Comparative genomics

Comparison of gene content between spinach and other ten representative plant species, including sugar beet, tomato, grape, Medicago, watermelon, cacao, Arabidopsis, papaya, Brachypodium and rice (Supplementary Data 2), indicated that 17,968 (71.7%) spinach genes were present with homologues in at least one of the other ten species. A total of 1,520 (6.1%) spinach genes were Caryophyllales specific (unique to spinach and sugar beet), and 7,097 (28.3%) were spinach specific (having no homologues in the other ten species). A phylogenetic tree constructed using single-copy genes from all 11 species confirmed that spinach is a sister taxon of sugar beet, and supported that these two species constituted the clade which is the most basal in core eudicots¹² (Fig. 2a). Despite that the spinach pseudo-chromosomes only represented 47% of the genome assembly, our analysis strongly indicated that the genomes of spinach and sugar beet shared many syntenic regions, whose pattern clearly suggested that substantial inter- and intra-chromosome rearrangements have occurred during the Caryophyllales genome evolution (Fig. 2b).

**Figure 2: Comparative genomic analysis among spinach and other plant species.**

Whole genome duplication is prevalent in flowering plants and is an important driving force for genome evolution and gene neofunctionalization¹⁹. We identified homologous pairs in the syntenic genomic regions within and between spinach, sugar beet and Arabidopsis. The distribution of synonymous substitution rate (Ks) of the homologous pairs indicated that as expected an ancient whole genome triplication (the γ event), which is shared by core eudicots, had occurred in the evolutionary history of the spinach genome. However, no recent whole genome duplication event was found in spinach, nor in sugar beet¹² (Fig. 2c). In addition, the divergence of spinach and sugar beet occurred approximately 38.4 Mya (95% confidence interval: 38.1–38.7 Mya). The common ancestor of spinach and sugar beet diverged from Arabidopsis soon after the ancient triplication event (γ) (Fig. 2c).

Disease resistance genes

Currently, resistance against downy mildew is the major focus of spinach breeding¹. Recognition of pathogen effector is mainly mediated by plant disease resistance (R) genes, which encode nucleotide-binding site leucine-rich repeat (NBS-LRR) proteins²⁰. We identified 139 NBS-LRR genes in the spinach genome and classified them into six categories based on their Toll/Interleukin-1 receptor domains, coiled coil (CC) motifs and LRRs (Supplementary Data 3). The number of NBS-LRR genes in spinach is lower than that in most other plant species (Supplementary Fig. 7a). The two most abundant groups of NBS-LRR genes in spinach are CNL (coiled coil, NBS and LRR) and NL (NBS and LRR), representing 40 and 36% of the NBS-LRR genes, respectively. Comparison of NBS-LRR genes between spinach and other five representative plants (sugar beet, tomato, Arabidopsis, rice and moss) in different orders confirmed that NBS-LRR genes are generally expanded in higher plants, but to different extents and in different subclasses (Supplementary Fig. 7a). Interestingly, same as reported in Dohm et al.¹², we also found that the two Caryophyllales, spinach and sugar beet, harboured only one TNL gene, while the TNL family is highly expanded in other eudicots, for example, 19 members in tomato and 78 in Arabidopsis (Supplementary Fig. 7a–b).

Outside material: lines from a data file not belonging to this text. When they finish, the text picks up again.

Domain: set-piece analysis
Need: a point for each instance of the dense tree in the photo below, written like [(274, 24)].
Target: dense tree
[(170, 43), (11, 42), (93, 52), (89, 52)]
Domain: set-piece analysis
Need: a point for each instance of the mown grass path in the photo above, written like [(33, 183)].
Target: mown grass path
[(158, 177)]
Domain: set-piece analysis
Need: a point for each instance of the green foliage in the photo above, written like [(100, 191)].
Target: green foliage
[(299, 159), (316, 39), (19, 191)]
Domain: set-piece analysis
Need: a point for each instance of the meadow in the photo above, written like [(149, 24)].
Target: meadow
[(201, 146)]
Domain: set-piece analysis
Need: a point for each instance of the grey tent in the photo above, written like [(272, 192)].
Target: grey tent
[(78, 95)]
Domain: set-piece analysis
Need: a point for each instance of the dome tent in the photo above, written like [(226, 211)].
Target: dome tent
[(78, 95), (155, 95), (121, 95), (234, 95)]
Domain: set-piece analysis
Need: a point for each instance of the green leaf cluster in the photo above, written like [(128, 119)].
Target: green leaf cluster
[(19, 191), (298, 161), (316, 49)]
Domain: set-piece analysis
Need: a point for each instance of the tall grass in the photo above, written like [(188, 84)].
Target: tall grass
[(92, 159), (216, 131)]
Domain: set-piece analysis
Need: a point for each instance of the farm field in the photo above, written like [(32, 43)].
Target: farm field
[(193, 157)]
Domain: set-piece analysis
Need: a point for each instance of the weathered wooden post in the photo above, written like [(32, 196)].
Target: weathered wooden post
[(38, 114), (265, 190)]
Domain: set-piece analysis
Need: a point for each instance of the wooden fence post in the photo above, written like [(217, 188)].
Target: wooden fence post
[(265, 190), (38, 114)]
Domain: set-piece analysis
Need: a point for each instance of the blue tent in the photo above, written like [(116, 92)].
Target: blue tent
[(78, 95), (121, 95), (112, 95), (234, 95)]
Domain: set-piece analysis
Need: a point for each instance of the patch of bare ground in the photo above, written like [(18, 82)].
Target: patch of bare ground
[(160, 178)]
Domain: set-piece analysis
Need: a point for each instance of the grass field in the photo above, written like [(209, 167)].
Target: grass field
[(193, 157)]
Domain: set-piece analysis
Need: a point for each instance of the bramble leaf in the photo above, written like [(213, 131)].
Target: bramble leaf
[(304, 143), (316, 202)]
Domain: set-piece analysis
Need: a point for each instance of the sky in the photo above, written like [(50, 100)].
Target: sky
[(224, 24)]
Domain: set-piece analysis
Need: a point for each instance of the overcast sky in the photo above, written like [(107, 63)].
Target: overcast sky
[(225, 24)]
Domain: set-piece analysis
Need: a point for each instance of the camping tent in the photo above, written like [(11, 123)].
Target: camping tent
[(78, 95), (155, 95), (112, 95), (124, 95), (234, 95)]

It was reported that a sequence characterized amplified region (SCAR) marker, DM-1, was tightly linked to the Pfs-1 locus and could distinguish spinach genotypes that were homozygous resistant, heterozygous resistant or homozygous susceptible to race 6 of Pfs²¹. We mapped the DM-1 marker to the spinach genome and identified five NBS-LRR genes close to the marker, of which two pairs were tandemly duplicated (Supplementary Fig. 7c). As such, these are potentially candidate genes for spinach resistance to race 6 of Pfs.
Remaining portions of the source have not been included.